Le gouvernement publie aujourd’hui un premier bilan de la réforme des aides au logement, avec à la clef une baisse importante des prestations versées.

Un premier bilan de la réforme des APL
Un premier bilan de la réforme des APL © AFP / Riccardo Milani / Hans Lucas

Et il aura fallu du temps pour que ce document sorte, tant cette réforme est sensible. Depuis son vote au Parlement, ça remonte quand même à 2018, impossible d’obtenir une solide étude d’impact. 

Combien de gagnants, combien de perdants ?

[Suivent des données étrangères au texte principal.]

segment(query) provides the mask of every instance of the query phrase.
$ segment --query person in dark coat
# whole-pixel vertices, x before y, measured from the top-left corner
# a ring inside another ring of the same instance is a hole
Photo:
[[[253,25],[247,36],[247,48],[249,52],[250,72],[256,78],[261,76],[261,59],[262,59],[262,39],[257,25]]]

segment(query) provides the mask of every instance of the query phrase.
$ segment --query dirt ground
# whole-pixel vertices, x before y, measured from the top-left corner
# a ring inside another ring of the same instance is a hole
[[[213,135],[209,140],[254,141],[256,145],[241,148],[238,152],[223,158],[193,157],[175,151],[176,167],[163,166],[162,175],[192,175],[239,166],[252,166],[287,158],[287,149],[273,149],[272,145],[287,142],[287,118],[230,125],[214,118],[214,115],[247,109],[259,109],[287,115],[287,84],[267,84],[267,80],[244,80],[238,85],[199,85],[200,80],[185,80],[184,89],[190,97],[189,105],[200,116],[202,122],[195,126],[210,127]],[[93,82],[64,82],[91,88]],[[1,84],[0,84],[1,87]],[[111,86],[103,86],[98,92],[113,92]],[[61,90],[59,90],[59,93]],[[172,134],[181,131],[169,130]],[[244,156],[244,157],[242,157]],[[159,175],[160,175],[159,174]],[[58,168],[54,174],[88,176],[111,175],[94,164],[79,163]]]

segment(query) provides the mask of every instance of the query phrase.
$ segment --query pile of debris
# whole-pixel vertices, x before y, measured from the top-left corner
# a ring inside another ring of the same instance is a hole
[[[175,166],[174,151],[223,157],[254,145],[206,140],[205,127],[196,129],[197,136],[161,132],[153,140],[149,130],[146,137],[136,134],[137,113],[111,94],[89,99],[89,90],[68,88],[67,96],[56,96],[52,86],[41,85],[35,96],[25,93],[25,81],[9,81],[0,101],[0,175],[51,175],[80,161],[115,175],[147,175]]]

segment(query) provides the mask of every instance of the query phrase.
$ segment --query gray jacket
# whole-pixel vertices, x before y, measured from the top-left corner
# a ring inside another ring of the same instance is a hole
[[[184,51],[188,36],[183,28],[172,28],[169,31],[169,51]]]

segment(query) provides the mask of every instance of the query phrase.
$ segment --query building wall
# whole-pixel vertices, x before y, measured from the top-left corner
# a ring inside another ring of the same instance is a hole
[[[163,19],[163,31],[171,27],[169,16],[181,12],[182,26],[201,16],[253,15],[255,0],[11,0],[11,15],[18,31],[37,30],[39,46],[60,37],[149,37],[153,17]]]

Secret défense. Il faut dire que le dossier est miné politiquement, depuis la baisse de 5 euros des APL, très polémique, du début de législature. Le chantier s’est aussi enlisé techniquement. Ce qui a pu servir de prétexte à des reports, en pleine crise des gilets jaunes ou sur les retraites. 

Mais cette fois, ça y est, la réforme est appliquée depuis janvier et le résultat est là : l’Etat va économiser plus d’un milliard d’euros cette année. Et 400 000 allocataires, sur 6 millions, ont perdu leur droit aux APL à cause de la réforme. 

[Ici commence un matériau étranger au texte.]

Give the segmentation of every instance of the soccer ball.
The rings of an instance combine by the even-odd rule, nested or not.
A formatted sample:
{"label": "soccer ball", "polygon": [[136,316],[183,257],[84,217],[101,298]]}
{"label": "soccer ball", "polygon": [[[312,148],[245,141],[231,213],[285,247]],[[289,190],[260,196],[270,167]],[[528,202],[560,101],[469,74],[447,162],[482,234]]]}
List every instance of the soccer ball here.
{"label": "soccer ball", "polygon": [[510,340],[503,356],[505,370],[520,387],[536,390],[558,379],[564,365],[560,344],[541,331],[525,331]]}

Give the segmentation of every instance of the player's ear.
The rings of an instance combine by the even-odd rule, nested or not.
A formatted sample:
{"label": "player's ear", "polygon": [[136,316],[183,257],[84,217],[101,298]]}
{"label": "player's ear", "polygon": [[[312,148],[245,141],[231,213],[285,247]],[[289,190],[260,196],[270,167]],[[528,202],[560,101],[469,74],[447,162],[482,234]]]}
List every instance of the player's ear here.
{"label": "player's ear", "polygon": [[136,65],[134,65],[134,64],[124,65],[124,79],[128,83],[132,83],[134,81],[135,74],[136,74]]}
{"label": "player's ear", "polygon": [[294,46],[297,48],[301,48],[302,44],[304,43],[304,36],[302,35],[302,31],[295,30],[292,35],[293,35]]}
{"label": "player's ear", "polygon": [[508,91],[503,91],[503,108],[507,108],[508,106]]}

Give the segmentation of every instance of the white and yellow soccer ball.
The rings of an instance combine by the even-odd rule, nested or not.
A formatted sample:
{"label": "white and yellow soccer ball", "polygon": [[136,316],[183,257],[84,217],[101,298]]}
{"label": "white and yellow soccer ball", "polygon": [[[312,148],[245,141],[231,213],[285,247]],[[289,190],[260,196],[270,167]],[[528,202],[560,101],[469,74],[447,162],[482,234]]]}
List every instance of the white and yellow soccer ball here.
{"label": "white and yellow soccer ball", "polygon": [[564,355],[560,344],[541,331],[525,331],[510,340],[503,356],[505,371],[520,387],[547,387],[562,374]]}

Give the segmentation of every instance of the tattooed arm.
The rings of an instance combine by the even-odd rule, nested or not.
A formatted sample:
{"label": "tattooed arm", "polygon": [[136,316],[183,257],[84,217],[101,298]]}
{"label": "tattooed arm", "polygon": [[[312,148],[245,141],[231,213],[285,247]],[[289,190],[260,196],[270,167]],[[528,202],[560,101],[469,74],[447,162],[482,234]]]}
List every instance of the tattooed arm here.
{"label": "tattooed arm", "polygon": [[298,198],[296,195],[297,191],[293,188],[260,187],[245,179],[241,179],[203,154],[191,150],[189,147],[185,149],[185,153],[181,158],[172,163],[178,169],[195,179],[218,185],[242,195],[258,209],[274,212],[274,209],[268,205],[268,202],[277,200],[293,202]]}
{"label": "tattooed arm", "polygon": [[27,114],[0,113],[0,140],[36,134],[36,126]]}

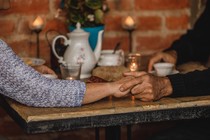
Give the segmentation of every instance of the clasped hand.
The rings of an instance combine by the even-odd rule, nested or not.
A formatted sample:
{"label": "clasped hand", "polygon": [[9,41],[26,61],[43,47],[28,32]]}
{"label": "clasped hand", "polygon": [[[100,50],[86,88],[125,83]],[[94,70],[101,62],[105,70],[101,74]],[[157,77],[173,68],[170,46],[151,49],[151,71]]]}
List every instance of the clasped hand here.
{"label": "clasped hand", "polygon": [[[149,61],[148,71],[152,70],[154,63],[161,60],[175,64],[177,54],[175,51],[154,54]],[[120,91],[130,90],[135,98],[142,101],[155,101],[172,94],[171,82],[167,77],[158,77],[147,72],[127,72],[124,75],[134,78],[123,83],[120,86]]]}
{"label": "clasped hand", "polygon": [[125,77],[133,77],[122,83],[120,91],[130,91],[142,101],[155,101],[172,93],[170,81],[167,77],[157,77],[147,72],[126,72]]}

Beaucoup d’associations dénoncent une mesure qui pénalise les jeunes

Rappelons son principe : les APL sont désormais calculées sur la base des revenus des douze derniers mois, alors qu’avant, on remontait deux ans en arrière. Et de fait, fini le temps pour les jeunes embauchés où on touchait des aides à retardement pendant deux ans. 

La ministre du Logement Emmanuelle Wargon défend un calcul des droits au plus juste, se fondant sur la réalité des ressources, qui, en moyenne, augmentent d’une année sur l’autre. Alors la réforme fait aussi des gagnants : ceux dont les revenus récents ont baissé, et qui peuvent toucher plus vite des APL. 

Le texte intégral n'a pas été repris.